A única vedação que encontramos na legislação é sobre a prática de “atos administrativos”. Não encontrei nada no TCU especificamente sobre assinatura também. O problema é que os órgãos em geral consideram qualquer manifestação em processo como um ato administrativo, e isso é contrário à doutrina do direito administrativo. Não é o meu objetivo esgotar o assunto aqui, mas um ato administrativo para ser considerado como tal precisa atender a alguns critérios. Uma decisão, o exercício do poder de polícia ou um despacho que produza efeitos jurídicos relevantes podem ser sim considerados um ato administrativo.
Mas um mero “solicitação atendida” ou “encaminha-se” [e muitos outros casos similares] não configura um ato administrativo e não gera efeito jurídico relevante pois é mera informação ou tramitação. Informação ou tramitação que, inclusive, podem ser totalmente ignorados pela área de destino do processo.

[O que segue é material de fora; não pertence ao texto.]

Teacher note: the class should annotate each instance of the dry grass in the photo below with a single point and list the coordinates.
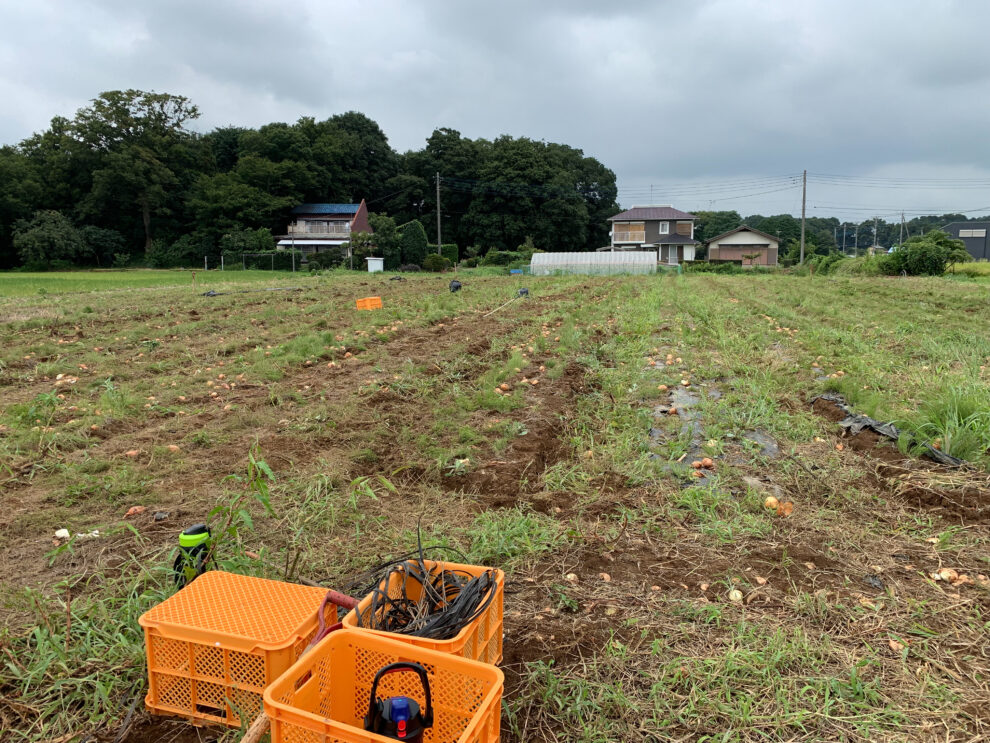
(619, 620)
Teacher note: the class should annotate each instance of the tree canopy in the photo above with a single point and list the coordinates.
(131, 178)
(127, 162)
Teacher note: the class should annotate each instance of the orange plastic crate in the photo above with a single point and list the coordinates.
(480, 640)
(369, 303)
(324, 697)
(215, 646)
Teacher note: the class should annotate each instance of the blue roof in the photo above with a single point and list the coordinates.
(326, 209)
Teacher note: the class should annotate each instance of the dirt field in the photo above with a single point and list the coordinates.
(623, 559)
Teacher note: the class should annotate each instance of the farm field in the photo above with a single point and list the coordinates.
(20, 283)
(646, 599)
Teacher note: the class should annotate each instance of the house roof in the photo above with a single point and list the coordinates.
(967, 225)
(326, 209)
(652, 212)
(740, 228)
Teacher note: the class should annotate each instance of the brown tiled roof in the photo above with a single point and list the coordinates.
(740, 228)
(652, 212)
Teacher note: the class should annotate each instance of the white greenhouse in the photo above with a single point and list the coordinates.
(595, 264)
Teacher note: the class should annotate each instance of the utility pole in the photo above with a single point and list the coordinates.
(804, 199)
(439, 239)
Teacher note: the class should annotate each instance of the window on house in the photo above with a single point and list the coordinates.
(628, 232)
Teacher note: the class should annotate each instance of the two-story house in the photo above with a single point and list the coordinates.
(975, 235)
(668, 231)
(318, 228)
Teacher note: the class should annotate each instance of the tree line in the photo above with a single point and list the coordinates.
(823, 235)
(126, 180)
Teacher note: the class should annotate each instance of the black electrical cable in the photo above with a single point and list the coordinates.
(446, 600)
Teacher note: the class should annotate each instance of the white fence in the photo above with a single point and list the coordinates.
(594, 264)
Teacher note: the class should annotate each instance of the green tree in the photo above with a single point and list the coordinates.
(387, 239)
(247, 241)
(21, 193)
(49, 236)
(362, 245)
(412, 243)
(102, 244)
(221, 203)
(927, 255)
(136, 137)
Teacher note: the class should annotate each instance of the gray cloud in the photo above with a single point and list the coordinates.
(668, 93)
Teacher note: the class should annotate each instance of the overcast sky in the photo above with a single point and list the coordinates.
(716, 103)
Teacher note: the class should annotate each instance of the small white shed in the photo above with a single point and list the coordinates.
(595, 263)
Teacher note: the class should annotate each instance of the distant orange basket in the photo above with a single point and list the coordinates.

Destaco aqui as palavras do parágrafo 7o., do art. 10 do Decreto-Lei 200/1967 (vigente) que deixa claro que o corpo de servidores deve delegar tarefas para manter o foco em atividades de planejamento, coordenação, supervisão e controle:
§ 7º Para melhor desincumbir-se das tarefas de planejamento, coordenação, supervisão e controle e com o objetivo de impedir o crescimento desmesurado da máquina administrativa, a Administração procurará desobrigar-se da realização material de tarefas executivas, recorrendo, sempre que possível, à execução indireta, mediante contrato, desde que exista, na área, iniciativa privada suficientemente desenvolvida e capacitada a desempenhar os encargos de execução.
Me parece incoerente com esse Decreto-Lei e também com a recente decisão do STF de permitir a terceirização até de área fim, vedar a manifestação de terceirizados em processos administrativos em geral, conquanto sejam respeitadas as atividades para as quais o terceirizado foi contratado e ressalvadas também as decisões e o exercício do poder de polícia a cargo dos servidores responsáveis pela gestão. Essa vedação impede o melhor aproveitamento dos terceirizados e onera sobremaneira a máquina pública, tornando-a ineficiente.
Considerando o acima, me parece razoável permitir a assinatura de terceirizados em processos administrativos, inclusive os eletrônicos. A terceirização está sendo cada vez mais utilizada no Setor Público, e me parece adequado que dirigentes e gestores se adaptem a essa nova realidade e comecem a encarar com maior naturalidade a participação cada vez maior de terceirizados nos processos em que a sua manifestação for possível. Assinaturas em manifestações puramente técnicas, em provimento de informações solicitadas, sobre solicitações padronizadas e em despachos de encaminhamento deveriam, na minha humilde opinião, ser permitidas a qualquer colaborador terceirizado designado para aquela atividade.